One such is the 1990 African Charter on the Rights and Welfare of the Child. Also in 2001 the African Commission on Human and Peoples' Rights recognised that the right to food falls under the African Charter on Human and Peoples' Rights as recognized implicitly by article 4 (right to life) and article 16 (right to health) of the African Charter, and the 2003 Protocol to the African Charter on Human and Peoples’ Rights on the Rights of Women in Africa or "Maputo Protocol" (Article 15).
In 2013 AU celebrated Africa Day as Africa Day for Food and Nutrition Security - focusing on the “right to adequate food” as an organizing framework for policies and strategies to address food and nutrition insecurity in Africa.
In 2014, the world will celebrate a decade of the 2004 Right to Food Guidelines (Voluntary Guidelines to support the Progressive Realization of the Right to Adequate Food in the Context of National Food Security) which was adopted by the UN Food and Agriculture Organisation.
While not a legally binding document, it draws from international law, norms and standards on the right to food.
As a country, the question we need to ask ourselves is how will we use the Guidelines firstly to raise awareness and secondly to hold government accountable?
Considering some of the developments on the right to food in Africa, we note that South Africa, Kenya, the Ivory Coast and Niger have already given direct constitutional protection to the right to food, while reform processes are underway in Nigeria, and Zambia.
The 2011 Zanzibar Food Security and Nutrition Act affirms the obligations to respect, protect and fulfill the right to food and establishes a National Food Security and Nutrition Council, as well as mainstreaming food security into various sectoral policies.
Uganda, Malawi, Mozambique, Senegal and Mali have adopted, or are in the process of adopting, framework legislation for agriculture, food and nutrition that enshrines rights-based principles of entitlements and access to food.
In terms of developments within our legal system; the South African High Court ordered a revision of the Marine Living Resources Act and the creation of the Small-Scale Fisheries Policy to ensure the socio-economic rights of small-scale fishers (2012). This is a significant achievement which we must applaud.
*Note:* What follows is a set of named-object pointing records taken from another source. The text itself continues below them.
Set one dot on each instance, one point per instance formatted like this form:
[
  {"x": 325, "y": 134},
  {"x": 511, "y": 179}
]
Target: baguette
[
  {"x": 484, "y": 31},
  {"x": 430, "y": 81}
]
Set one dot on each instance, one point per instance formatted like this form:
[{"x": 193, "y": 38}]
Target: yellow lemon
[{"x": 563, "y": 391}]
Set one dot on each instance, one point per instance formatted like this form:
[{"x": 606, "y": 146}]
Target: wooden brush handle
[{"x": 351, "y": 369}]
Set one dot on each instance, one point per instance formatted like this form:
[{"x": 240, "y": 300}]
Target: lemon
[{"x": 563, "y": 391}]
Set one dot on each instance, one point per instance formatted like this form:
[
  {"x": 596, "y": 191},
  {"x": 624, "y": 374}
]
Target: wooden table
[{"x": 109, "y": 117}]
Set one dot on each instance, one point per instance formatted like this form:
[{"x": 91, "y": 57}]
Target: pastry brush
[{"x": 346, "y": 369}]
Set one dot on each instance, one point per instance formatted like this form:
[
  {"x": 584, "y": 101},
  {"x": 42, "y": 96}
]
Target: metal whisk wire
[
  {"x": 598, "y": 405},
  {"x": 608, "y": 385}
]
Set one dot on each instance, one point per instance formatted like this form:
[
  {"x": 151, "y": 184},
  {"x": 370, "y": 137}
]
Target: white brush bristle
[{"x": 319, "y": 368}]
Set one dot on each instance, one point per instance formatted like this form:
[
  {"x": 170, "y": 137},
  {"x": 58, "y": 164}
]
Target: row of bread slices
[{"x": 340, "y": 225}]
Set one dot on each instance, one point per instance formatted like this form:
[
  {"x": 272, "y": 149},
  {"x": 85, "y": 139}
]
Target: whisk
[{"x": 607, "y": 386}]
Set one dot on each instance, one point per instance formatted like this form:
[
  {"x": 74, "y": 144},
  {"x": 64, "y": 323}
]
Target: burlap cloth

The African Commission on Human and Peoples’ Rights and the ECOWAS Court of Justice ECOWAS ruled in 2012 that Nigeria violated the right to food of the Ogoni people by failing to protect their land from environmental damage in the Niger delta.
The High Court of Uganda ordered in 2013 that compensation be paid to 2,041 individuals who had been evicted from their land in 2001 after the Government sold the land to foreign investors for a coffee plantation.
We look to other examples in Africa and the world to measure ourselves against and despite the vast achievements we have made in food security over the past twenty years; not every citizen in South Africa has fully enjoyed the right to food.
As we celebrate 20 years of political freedom and Human Rights month, we should take stock of how far we have come as a nation to ensure the rights, including the Right to Food are realized.
Adv. Lawrence Mushwana is the Chairperson of the SA Human Rights Commission. This is an edited version of his speech delivered at the launch of Right To Food campaign as part of Human Rights Month on Thursday in Johannesburg.